Most people who come into contact with the tribunal are divorced Catholics who wish to remarry in the church, Father Sirianni said. Some applicants believe it is a simple matter to have their first marriage annulled so they will once again be free to marry in the church, but neither is that necessarily true, he noted.
In an annulment process, the person bringing the case hopes that his or her marriage will be proven invalid. However, the church cannot declare a marriage invalid simply because it was difficult or went sour; such declarations are only made when the church finds that a problem existed at the time of the wedding that made the marriage invalid from the start, Father Sirianni said.
“The presumption is the marriage is valid if it’s been celebrated properly,” Father Sirianni said. “We’re looking at what made the marriage not valid in the moment it took place.”
A marriage can be declared invalid on the basis of several grounds. The grounds most commonly presented at the diocesan tribunal is a lack of consent, meaning one or both parties to the marriage was incapable of giving proper consent to the marriage at the time of the wedding, according to Emmett Wells, the tribunal’s director.
In order to enter into a valid marriage, a person must be able to understand what he or she is doing, the rights and obligations of marriage, and whom he or she is marrying. If such knowledge and understanding is not present, the marriage is not valid, Wells said. A marriage is also invalid if one of the spouses deceives the other to gain consent, if one of the parties felt compelled to marry out of fear or if the marriage was based on a stipulation about the future, Father Sirianni added.
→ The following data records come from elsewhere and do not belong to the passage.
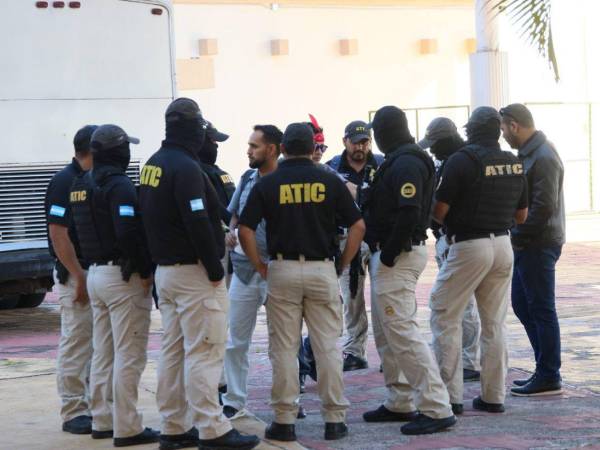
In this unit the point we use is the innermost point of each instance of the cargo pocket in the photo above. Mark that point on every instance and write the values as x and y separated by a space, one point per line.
214 329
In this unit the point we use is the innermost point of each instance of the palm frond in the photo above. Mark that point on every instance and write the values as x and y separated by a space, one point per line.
533 19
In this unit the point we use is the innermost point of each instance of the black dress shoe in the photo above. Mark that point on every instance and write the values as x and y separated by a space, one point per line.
334 431
229 411
145 437
106 434
232 440
301 412
471 375
538 386
353 362
488 407
281 432
78 425
457 408
427 425
177 441
523 381
382 414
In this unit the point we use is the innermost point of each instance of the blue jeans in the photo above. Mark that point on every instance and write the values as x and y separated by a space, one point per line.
533 302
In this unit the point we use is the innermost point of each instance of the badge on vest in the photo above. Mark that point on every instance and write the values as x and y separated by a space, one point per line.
196 204
126 211
408 190
57 211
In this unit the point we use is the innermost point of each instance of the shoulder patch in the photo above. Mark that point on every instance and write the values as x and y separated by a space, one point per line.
57 211
408 190
126 211
196 204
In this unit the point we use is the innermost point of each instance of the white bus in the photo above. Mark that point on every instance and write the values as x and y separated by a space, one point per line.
65 64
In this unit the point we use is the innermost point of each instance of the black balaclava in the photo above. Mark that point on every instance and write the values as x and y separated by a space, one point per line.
485 134
390 129
186 133
118 156
208 152
443 148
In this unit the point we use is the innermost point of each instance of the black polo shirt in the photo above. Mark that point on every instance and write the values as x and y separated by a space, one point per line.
180 210
56 203
302 206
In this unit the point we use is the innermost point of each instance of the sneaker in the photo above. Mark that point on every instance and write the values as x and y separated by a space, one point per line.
229 411
538 386
177 441
281 432
457 408
145 437
382 414
427 425
334 431
523 381
471 375
479 404
78 425
353 362
232 440
106 434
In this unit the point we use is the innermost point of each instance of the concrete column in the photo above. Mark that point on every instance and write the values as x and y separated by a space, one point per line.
489 66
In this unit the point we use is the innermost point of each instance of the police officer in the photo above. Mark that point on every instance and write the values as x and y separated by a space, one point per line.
357 164
443 139
106 216
221 180
75 346
483 192
397 219
299 203
180 210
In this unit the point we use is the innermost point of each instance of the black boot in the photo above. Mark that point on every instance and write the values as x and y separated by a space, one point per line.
427 425
177 441
145 437
281 432
232 440
382 414
78 425
334 431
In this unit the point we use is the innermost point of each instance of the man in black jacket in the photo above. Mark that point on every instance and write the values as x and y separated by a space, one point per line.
537 244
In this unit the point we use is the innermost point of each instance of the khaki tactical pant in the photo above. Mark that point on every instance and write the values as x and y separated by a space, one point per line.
309 290
355 311
74 352
194 318
121 323
410 372
471 325
483 267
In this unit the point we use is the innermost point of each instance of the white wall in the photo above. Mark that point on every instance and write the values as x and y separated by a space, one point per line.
251 86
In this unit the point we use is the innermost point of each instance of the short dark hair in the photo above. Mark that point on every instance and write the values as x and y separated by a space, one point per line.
271 134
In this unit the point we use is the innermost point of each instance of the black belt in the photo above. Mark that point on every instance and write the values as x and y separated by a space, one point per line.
459 237
296 257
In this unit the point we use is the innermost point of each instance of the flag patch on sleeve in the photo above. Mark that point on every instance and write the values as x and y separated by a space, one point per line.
126 211
57 211
197 204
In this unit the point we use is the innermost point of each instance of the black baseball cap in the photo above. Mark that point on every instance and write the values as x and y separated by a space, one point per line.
357 131
109 136
299 135
183 108
215 134
519 113
439 128
82 138
482 115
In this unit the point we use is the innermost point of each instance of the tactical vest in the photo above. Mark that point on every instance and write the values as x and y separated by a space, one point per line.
92 218
490 203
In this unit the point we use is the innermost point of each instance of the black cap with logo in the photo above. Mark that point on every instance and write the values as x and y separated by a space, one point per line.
357 131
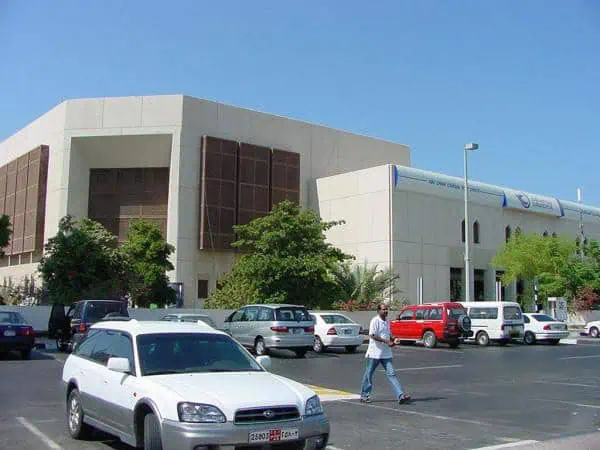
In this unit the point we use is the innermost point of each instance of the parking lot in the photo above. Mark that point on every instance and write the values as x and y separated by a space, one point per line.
467 398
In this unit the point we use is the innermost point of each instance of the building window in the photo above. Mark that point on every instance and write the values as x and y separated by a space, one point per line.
479 285
456 284
499 275
507 232
202 289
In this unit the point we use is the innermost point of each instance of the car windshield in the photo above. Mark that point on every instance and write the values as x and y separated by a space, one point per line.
96 311
455 313
168 353
291 314
9 317
335 318
512 313
543 318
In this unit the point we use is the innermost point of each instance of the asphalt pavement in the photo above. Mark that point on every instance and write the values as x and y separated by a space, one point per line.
471 398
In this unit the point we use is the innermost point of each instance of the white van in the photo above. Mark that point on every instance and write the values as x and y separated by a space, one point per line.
498 322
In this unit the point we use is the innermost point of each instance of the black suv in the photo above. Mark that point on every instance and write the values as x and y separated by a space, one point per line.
67 329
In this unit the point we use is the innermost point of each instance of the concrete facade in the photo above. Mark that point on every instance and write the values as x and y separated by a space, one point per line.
412 219
166 131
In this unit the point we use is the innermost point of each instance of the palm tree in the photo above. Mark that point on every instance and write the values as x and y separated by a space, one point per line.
363 285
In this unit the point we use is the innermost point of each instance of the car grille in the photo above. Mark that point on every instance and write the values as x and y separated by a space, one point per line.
262 415
296 445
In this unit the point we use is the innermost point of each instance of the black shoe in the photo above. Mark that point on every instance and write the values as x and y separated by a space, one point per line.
404 399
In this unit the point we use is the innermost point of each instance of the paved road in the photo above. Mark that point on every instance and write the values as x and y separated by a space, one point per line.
468 398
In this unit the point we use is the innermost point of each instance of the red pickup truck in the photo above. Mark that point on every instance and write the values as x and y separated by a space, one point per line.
431 323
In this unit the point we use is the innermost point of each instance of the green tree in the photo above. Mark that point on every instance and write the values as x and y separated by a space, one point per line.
361 287
5 232
81 261
146 256
285 259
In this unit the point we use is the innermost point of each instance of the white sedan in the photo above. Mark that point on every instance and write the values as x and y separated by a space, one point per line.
540 327
336 330
593 328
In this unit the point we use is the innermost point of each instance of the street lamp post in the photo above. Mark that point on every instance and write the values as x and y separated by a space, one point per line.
468 147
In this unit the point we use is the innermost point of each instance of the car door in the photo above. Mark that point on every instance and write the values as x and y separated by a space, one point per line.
119 388
235 324
248 326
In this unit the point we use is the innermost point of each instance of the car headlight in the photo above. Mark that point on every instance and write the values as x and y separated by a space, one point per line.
313 406
199 413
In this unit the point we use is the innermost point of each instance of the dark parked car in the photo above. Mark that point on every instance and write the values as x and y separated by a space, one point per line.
68 329
16 334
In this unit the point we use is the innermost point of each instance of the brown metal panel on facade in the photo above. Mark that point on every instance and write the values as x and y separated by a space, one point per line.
254 180
119 196
218 179
285 177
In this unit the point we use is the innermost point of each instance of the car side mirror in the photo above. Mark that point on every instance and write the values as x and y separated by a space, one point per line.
119 365
264 361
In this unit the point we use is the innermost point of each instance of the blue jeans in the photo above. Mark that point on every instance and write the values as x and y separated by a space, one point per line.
367 383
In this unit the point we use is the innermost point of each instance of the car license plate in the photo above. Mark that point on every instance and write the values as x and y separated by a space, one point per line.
273 436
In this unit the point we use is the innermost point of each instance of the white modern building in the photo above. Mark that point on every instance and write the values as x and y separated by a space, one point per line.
197 168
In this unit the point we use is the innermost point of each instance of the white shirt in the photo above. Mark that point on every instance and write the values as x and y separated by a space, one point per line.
381 329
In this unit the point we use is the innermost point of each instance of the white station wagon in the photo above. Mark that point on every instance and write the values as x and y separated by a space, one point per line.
167 386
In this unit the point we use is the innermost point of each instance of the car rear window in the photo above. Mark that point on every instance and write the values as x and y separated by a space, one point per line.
542 318
96 311
512 313
455 313
291 314
484 313
335 318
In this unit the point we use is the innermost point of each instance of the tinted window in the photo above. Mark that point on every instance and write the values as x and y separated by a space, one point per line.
96 311
512 313
291 314
435 314
251 314
265 315
335 318
483 313
11 317
406 315
192 353
237 316
541 318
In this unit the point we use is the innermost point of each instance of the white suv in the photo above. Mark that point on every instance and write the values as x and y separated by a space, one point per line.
165 386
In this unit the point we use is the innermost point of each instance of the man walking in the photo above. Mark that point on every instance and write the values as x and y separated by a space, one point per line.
380 352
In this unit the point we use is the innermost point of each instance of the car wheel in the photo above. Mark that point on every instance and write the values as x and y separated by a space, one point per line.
259 347
454 344
429 339
77 428
152 439
318 346
300 352
482 338
529 338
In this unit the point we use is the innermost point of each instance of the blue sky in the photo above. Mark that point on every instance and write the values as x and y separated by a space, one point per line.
522 78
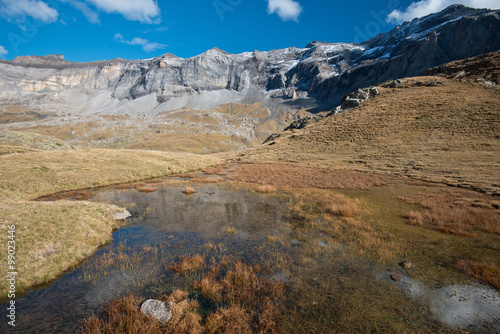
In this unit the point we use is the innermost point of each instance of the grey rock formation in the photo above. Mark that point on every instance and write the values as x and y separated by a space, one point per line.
161 311
317 76
355 99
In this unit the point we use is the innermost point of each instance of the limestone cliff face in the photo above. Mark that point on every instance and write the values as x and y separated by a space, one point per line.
318 75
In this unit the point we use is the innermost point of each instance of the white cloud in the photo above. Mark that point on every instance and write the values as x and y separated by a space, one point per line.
19 9
425 7
91 15
3 51
134 10
146 45
287 10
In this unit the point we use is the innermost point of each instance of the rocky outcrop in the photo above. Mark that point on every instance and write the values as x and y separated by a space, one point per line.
317 76
355 99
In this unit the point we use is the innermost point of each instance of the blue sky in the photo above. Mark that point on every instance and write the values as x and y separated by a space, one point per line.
88 30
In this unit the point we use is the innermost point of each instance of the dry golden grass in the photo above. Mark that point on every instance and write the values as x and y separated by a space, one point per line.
485 272
207 179
343 210
186 264
189 190
455 212
231 230
444 134
124 316
214 170
266 189
305 177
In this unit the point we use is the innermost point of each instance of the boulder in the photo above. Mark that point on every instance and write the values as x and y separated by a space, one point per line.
161 311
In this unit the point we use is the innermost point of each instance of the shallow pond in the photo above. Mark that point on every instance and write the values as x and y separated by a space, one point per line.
217 220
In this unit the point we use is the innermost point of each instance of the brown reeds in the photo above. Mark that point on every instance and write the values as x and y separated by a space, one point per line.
485 272
454 212
343 210
189 190
305 177
145 189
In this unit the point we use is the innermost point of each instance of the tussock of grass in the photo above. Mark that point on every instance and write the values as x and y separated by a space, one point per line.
53 236
147 189
343 210
232 319
335 216
246 301
266 189
485 272
231 230
188 264
34 174
454 212
189 190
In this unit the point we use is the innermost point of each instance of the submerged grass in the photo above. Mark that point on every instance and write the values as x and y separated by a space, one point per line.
53 236
186 264
244 302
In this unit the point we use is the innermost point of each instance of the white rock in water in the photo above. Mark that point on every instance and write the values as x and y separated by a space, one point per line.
161 311
122 215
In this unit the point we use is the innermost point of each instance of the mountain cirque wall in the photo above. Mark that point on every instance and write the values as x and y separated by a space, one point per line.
282 81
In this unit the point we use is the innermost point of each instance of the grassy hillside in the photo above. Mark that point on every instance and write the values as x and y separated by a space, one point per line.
54 236
447 133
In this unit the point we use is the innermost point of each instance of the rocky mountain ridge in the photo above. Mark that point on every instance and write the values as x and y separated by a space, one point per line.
278 83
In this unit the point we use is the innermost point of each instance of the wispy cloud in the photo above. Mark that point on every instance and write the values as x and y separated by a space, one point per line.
146 11
146 45
90 14
20 9
287 10
3 52
425 7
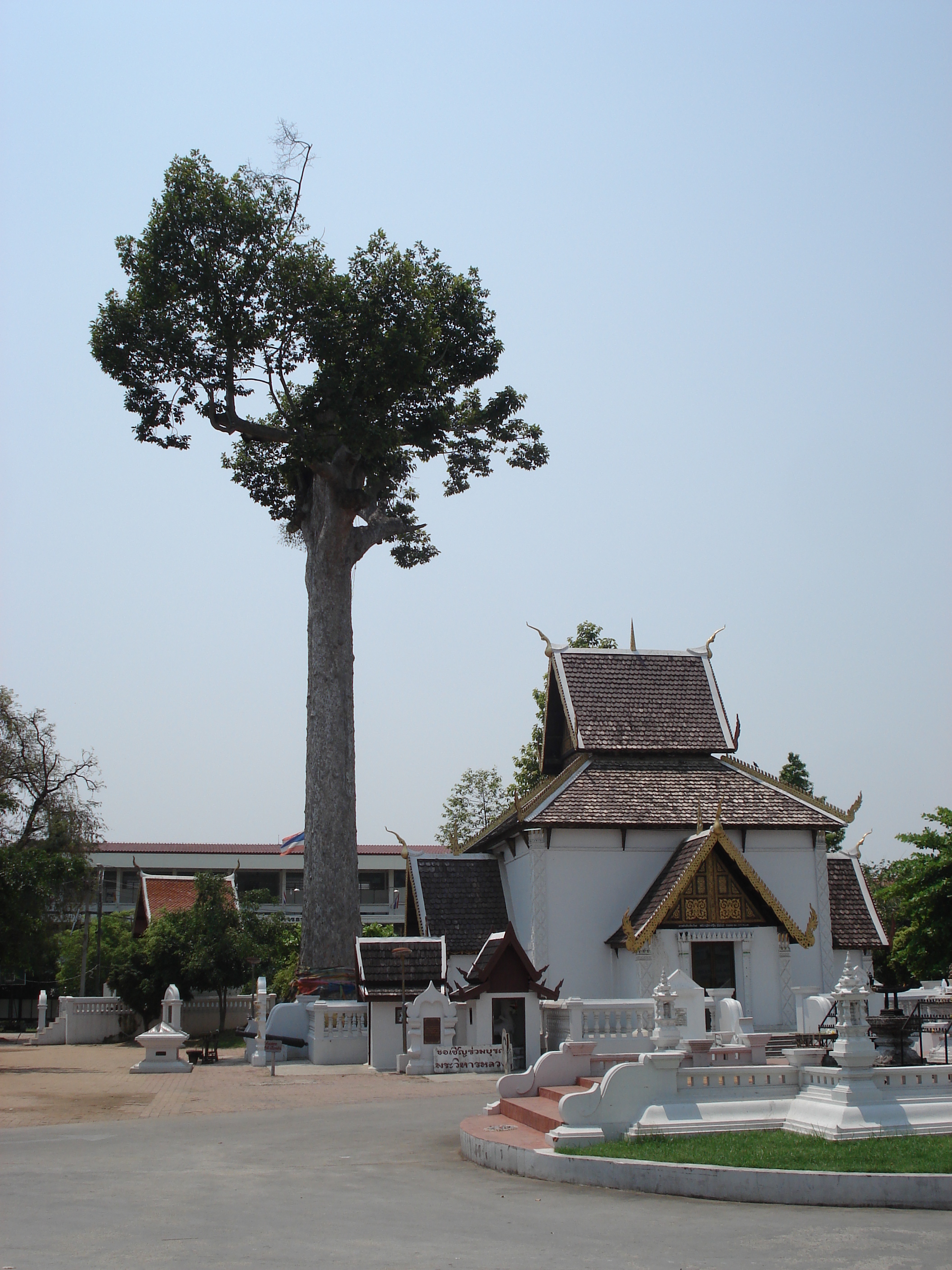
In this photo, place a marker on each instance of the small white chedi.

All of such situations would fall under the grounds of a lack of consent, as defined in Canons 1095-1107 of the Revised Code of Canon Law.
A marriage might also be declared invalid on the basis of several other grounds, called impediments to marriage. These impediments might include getting married although one or both parties is already bound by a previous valid marriage, one is a member of the Catholic clergy or the parties are close blood relatives.
A marriage also can be declared invalid if canonical form was not observed at the time of the wedding and the parties had not previously received a dispensation from canonical form. Canonical form requires the marriage to take place in the presence of the appropriate bishop, vicar general or pastor plus two witnesses. If canonical form has not been observed, no annulment is needed and both parties are free to marry because the marriage was never recognized by the church, Father Sirianni said.
Another type of case handled by the tribunal relates to divorced and remarried non-Catholics who wish to join the church through the Rite of Christian Initiation of Adults. Such a person must have his or her previous marriage reviewed by the Catholic Church to determine current marital status before admission to the church, Father Sirianni said.
One common misconception is that divorced Catholics can not receive Communion.
“If a person is divorced but has not remarried, they are not prevented from receiving the sacraments,” Father Sirianni said.
Only when divorced Catholics remarry without having had their first marriages annulled do they become ineligible to receive Communion, Wells said, noting that such people can continue to attend Mass.